Als nun die Schatztruhen des Königs mit Gold gefüllt waren, ließ Eckhard sie vor den König bringen und sagte:
„Nun, Vater, sieh, wie ich deine Truhen gefüllt habe. Auch gibt es keine aufmuckende Unzufriedenheit mehr in deinem ganzen Land. Das ist mein Geschenk für dich. Habe ich nicht verdient, König dieses Landes zu sein?“
„Gewiss, gewiss“, antwortete der weise König, „augenscheinlich hast du mir ein großes Geschenk gemacht. Aber sind meine Bürger, ist mein Volk auch glücklich? Lass mich durch das Land ziehen, dass ich mit meinem Volke spreche!“
Das war Eckhard verständlicherweise nicht gerade recht. Aber, was konnte er machen. Er besetzte mit seinen Soldaten die ersten fünf Dörfer der Landstraße und verbannte all jene, die unzufrieden waren wegen der hohen Abgaben und Steuern. An ihre Stelle setzte er Diener seines Soldes, ließ alle Häuser der Dörfer auf das Feinste herrichten, bevor der Vater mit ihm an der Seite durch die Ansiedlungen seines Reichs zog. Zwölf Landsknechte Eckhards begleiteten die Königskutsche, zwölf andere waren dem Tross voraus geritten und sorgten dafür, dass fröhlich spielende Kinder und Ehre bezeugende Bürger die Dorfstraßen säumten.
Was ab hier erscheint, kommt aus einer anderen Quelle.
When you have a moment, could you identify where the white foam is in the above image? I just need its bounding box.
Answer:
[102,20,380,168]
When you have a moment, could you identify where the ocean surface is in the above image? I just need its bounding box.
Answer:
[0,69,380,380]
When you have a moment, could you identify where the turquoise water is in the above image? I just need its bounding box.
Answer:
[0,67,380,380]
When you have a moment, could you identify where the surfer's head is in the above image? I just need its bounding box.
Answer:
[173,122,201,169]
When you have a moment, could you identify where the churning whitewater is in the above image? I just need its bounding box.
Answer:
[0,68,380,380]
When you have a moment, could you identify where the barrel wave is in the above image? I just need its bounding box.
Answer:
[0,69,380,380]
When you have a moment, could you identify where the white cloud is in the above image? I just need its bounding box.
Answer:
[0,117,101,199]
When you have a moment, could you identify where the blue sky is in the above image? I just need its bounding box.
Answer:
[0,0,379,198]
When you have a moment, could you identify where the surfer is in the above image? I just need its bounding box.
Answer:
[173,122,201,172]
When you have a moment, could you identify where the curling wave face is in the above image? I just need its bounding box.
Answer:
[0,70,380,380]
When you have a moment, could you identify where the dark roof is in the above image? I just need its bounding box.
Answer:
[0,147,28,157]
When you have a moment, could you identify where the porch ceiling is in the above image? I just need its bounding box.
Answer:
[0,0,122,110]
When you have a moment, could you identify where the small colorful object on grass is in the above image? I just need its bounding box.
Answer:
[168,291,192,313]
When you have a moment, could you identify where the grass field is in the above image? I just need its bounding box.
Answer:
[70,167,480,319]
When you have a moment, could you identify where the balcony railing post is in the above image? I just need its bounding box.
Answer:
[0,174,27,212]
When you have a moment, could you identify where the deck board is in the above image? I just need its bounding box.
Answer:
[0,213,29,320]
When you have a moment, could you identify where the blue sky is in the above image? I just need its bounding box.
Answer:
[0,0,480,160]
Nachdem der König vier seiner Dörfer erlebt hatte, war er tief beeindruckt und bat den Sohn um Umkehr. Er fühlte sich müde vom huldvollen Winken aus der Kutsche und war sich seiner Sache sicher, dass Eckhard bestimmt der rechte Nachfolger auf seinem Throne sei.
Trotz allem Drängen gab der Vater aber im Moment seinen Thron noch nicht preis, wollte er doch erst noch die Rückkehr seiner anderen Söhne abwarten. Und er tat gut daran.
Die Erlebnisse des Prinzen Gundrum
Gundrum, der schlaueste der Brüder, war weit in fremde Länder gezogen.
Eine Erfahrung nach der anderen lockte ihn weiter, sein Wissen um die Geschicke der Menschen dieser Welt zu erforschen.
In der Alchemistenküche eines sächsischen Quacksalbers namens Böttcher wollte er Gold machen, doch heraus kam nur weißes Porzellan, doch was sollte er mit Porzellan anfangen?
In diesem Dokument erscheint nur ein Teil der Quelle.